= Ellesmere Park =

Residential area in Eccles, Greater Manchester, England

Ellesmere Park is an area of Eccles, in Greater Manchester, England. Historically part of Lancashire, Ellesmere Park today is an affluent, predominantly residential area.

== History==
Ellesmere Park grew up around the turn of the 20th century. Contemporary views show pleasant, tree-lined roads, protected from the outside world by gates at the main entrances.

Ellesmere Park is an area of approximately 110 acre containing 450-500 properties. About 33% of the housing stock is Victorian, mainly large 2- to 3-storey detached or semi-detached houses/villas, usually standing in extensive grounds.

Salford Council maintains a design guide for Ellesmere Park. The policy was prepared "in response to the decline in the environmental quality of Ellesmere Park which has taken place over recent years".

Inter war (1918-1939) and post war (1945 onwards) housing is also well represented in Ellesmere Park.

The developments of the late 19th and early 20th centuries give the area its characteristic spaciousness and grandeur. The houses are generally of generous (large) proportions and set in large grounds with large separations between them.

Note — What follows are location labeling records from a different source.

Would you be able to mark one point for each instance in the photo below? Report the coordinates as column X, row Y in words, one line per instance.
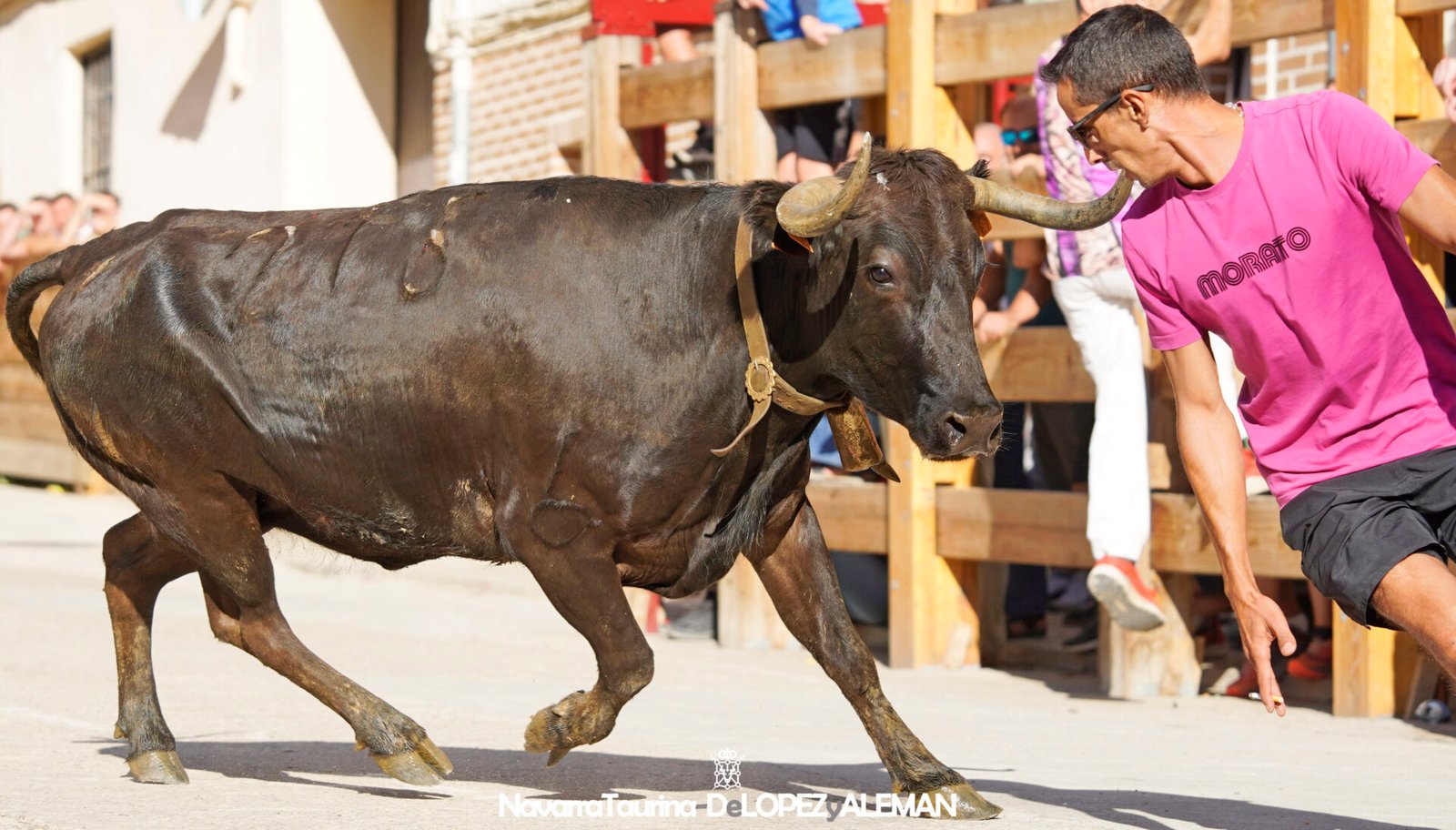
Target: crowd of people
column 47, row 225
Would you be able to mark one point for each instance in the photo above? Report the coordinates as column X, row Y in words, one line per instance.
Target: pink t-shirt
column 1296, row 258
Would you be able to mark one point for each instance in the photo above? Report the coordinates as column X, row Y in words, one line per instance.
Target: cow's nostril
column 957, row 424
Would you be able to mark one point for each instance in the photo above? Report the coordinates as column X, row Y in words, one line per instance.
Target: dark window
column 96, row 120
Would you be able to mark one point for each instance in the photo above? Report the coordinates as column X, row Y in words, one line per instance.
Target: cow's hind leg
column 222, row 533
column 138, row 564
column 587, row 592
column 800, row 579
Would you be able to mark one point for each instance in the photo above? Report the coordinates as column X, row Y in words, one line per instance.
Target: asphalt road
column 472, row 652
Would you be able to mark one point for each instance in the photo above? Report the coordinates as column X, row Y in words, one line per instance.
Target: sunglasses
column 1026, row 136
column 1079, row 128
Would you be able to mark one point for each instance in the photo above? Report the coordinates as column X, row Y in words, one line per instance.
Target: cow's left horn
column 814, row 208
column 1038, row 210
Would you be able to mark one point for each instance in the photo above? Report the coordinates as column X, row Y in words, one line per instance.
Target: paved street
column 472, row 652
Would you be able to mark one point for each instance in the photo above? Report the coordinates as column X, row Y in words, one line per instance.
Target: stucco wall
column 313, row 127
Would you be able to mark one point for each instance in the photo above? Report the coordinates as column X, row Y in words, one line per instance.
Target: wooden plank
column 997, row 43
column 1181, row 543
column 19, row 383
column 910, row 76
column 47, row 462
column 932, row 618
column 793, row 73
column 1365, row 53
column 1412, row 7
column 743, row 146
column 1142, row 664
column 1363, row 670
column 852, row 513
column 1434, row 137
column 1018, row 526
column 667, row 92
column 1419, row 46
column 33, row 420
column 1038, row 364
column 608, row 149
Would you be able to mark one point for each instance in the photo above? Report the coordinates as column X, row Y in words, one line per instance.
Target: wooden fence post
column 608, row 149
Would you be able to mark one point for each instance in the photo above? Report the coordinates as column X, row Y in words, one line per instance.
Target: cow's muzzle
column 975, row 431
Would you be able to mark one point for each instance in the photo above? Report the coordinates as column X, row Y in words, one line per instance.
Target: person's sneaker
column 1314, row 663
column 1123, row 593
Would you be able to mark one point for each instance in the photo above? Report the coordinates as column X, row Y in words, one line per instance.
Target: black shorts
column 819, row 133
column 1353, row 529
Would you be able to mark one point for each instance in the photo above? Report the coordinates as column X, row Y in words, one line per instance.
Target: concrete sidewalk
column 472, row 652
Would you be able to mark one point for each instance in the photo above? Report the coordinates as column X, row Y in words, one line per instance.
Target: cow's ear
column 759, row 213
column 980, row 222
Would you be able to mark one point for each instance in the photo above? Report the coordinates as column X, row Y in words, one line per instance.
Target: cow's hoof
column 577, row 720
column 157, row 766
column 424, row 766
column 967, row 803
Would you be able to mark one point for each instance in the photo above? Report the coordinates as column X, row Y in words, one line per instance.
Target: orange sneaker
column 1123, row 593
column 1314, row 663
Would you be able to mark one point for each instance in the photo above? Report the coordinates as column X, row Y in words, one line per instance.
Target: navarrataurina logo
column 728, row 775
column 727, row 771
column 1254, row 262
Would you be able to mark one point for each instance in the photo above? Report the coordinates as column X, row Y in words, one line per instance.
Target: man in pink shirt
column 1276, row 226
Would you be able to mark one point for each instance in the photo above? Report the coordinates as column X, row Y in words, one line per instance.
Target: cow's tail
column 21, row 300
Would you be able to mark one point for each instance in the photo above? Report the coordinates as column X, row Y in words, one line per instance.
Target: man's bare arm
column 1208, row 443
column 1431, row 206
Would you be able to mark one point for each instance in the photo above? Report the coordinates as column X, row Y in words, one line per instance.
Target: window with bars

There was a strong residents association that worked with the local council to ensure that any development is consistent with the character of the area and that the design policy is closely followed.

==Governance==
Ellesmere Park was administered by the municipal borough of Eccles until 1974, when the Local Government Act 1972 abolished the borough and it became a part of the metropolitan borough of City of Salford in Greater Manchester.